Início de inverno e quarentena são um prato cheio para, nas horas vagas, devorar as guloseimas e deixar as 'fugas' da dieta ainda mais constantes. Uma pesquisa do Vigilantes do Peso comprovou que, durante o período de isolamento social, 30% dos brasileiros estão comendo acima do normal, e o momento é de ficar alerta em relação às tentações da cozinha. Doces e refrigerantes estão entre os itens que mais tiveram aumento no consumo, ligando um sinal de alerta para aqueles que têm diabetes ou precisam controlar o peso.

Ainda de acordo com o Vigilantes do Peso, cerca de 65% dos brasileiros têm consumido mais massas e pães do que o habitual durante a quarentena, e 42,5% estão comendo mais doces. Já entre as bebidas, refrigerantes (26,2%) e as alcoólicas (26,6%) têm sido os grandes vilões da dieta no período de pandemia.

Para os diabéticos, o aumento do consumo desses alimentos pode agravar o quadro ou até gerar outros problemas de saúde. Diante disso, o nutricionista do programa, Matheus Motta, alerta para os cuidados de manter a rotina de alimentação, uma tarefa que pode ser ainda mais difícil na atual conjuntura.

"Excessos são preocupantes, principalmente de doces, carboidratos e alimentos que contenham açúcar.

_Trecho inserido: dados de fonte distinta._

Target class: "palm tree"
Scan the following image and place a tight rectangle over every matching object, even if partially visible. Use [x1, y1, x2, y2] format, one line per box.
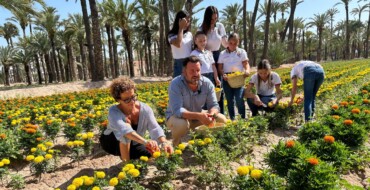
[114, 0, 136, 77]
[248, 0, 259, 66]
[0, 46, 16, 86]
[307, 13, 330, 61]
[262, 0, 271, 59]
[89, 0, 104, 81]
[0, 22, 18, 47]
[35, 7, 62, 82]
[220, 3, 243, 32]
[334, 0, 351, 59]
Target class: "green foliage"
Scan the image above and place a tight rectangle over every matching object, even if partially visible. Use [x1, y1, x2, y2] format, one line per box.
[298, 122, 332, 144]
[287, 154, 339, 190]
[309, 139, 350, 169]
[265, 140, 305, 176]
[232, 170, 286, 190]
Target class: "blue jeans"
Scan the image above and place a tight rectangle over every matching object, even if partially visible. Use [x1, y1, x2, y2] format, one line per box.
[303, 66, 324, 121]
[247, 94, 276, 116]
[222, 80, 245, 120]
[212, 50, 225, 114]
[173, 58, 185, 78]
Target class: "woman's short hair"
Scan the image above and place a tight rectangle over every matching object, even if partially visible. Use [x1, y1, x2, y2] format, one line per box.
[109, 76, 136, 101]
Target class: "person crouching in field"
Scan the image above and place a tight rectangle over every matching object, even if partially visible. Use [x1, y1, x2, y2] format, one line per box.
[244, 59, 283, 116]
[100, 77, 173, 161]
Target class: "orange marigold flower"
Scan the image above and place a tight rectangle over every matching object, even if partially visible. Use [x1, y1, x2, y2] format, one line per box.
[340, 101, 348, 107]
[324, 135, 335, 144]
[285, 140, 295, 148]
[0, 133, 6, 139]
[307, 158, 319, 166]
[343, 119, 353, 125]
[351, 108, 361, 114]
[332, 115, 340, 119]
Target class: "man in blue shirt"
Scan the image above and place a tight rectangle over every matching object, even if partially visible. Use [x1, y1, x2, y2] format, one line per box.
[166, 56, 226, 146]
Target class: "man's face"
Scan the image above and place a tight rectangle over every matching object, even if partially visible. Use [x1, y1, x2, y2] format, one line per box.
[184, 62, 200, 85]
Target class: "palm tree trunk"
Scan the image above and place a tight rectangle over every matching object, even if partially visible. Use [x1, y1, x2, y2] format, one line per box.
[111, 27, 120, 77]
[122, 29, 135, 77]
[89, 0, 104, 81]
[105, 24, 117, 78]
[4, 65, 10, 86]
[80, 0, 95, 79]
[34, 54, 42, 84]
[243, 0, 248, 50]
[162, 0, 173, 76]
[248, 0, 259, 66]
[262, 0, 271, 59]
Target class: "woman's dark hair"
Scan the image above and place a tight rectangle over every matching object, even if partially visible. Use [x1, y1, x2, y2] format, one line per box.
[168, 10, 190, 34]
[193, 31, 207, 49]
[257, 59, 273, 88]
[201, 6, 218, 34]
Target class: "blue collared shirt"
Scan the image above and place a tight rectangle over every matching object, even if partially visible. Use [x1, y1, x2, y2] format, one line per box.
[166, 75, 220, 119]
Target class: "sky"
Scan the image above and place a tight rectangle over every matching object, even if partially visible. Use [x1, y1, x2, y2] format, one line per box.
[0, 0, 368, 46]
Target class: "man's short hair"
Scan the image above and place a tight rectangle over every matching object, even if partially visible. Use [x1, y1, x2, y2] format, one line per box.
[182, 55, 202, 68]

Também não pode consumir muita gordura, porque tem outros fatores preocupantes, como doenças cardiovasculares e o colesterol", explica Matheus, que também chama a atenção para a necessidade de se planejar para comer durante intervalos regulares e não muito longos. "O que sempre falo é para a pessoa tentar manter o que já fazia antes. Se tinha uma rotina no trabalho, que ela mantenha o horário fixo das refeições".

Outra dica do especialista é fazer exercícios físicos regularmente, já que eles ajudam a evitar a glicemia - alta concentração de açúcar no sangue. Porém, é sempre necessário ter acompanhamento médico, mesmo no período de distanciamento social. 

"Os exercícios físicos têm um grande impacto e vão atuar de forma positiva no controle da glicemia. Essas atividades são ótimas para o controle da diabetes. Já os que precisam da insulina têm que tomar cuidado com a hipoglicemia. Por isso, é importante sempre ter acompanhamento de um médico", afirma o nutricionista de 32 anos.

Maria, da Barra, mantém cuidados

Manter uma alimentação saudável tem sido uma prioridade para Maria Selva, moradora da Barra, que é diabética. Resistir às delícias da cozinha - principalmente os doces - nunca é uma tarefa simples, e durante a quarentena tem sido ainda mais complicado, já que a companhia mais constante do marido também afeta a sua dieta.

"Agora que meu marido almoça todos os dias, acabo comendo um pouco mais também", explica Maria, de 74 anos, casada com Ronaldo Barros, de 78. 

Maior inimigo dos diabéticos, o doce é justamente o ponto fraco de Maria. Para não ficar só na vontade, ela improvisa: "Na quarentena, passei a experimentar algumas receitas com açúcar para diabético, como uma fruta...", disse Maria, que já perdeu nove quilos desde que entrou no Vigilantes do Peso. Para se manter em forma, ela ainda continua fazendo exercícios em casa. 

"Tem sido mais difícil (se exercitar). O que eu faço é ver alguns vídeos na Internet para fazer igual", conta.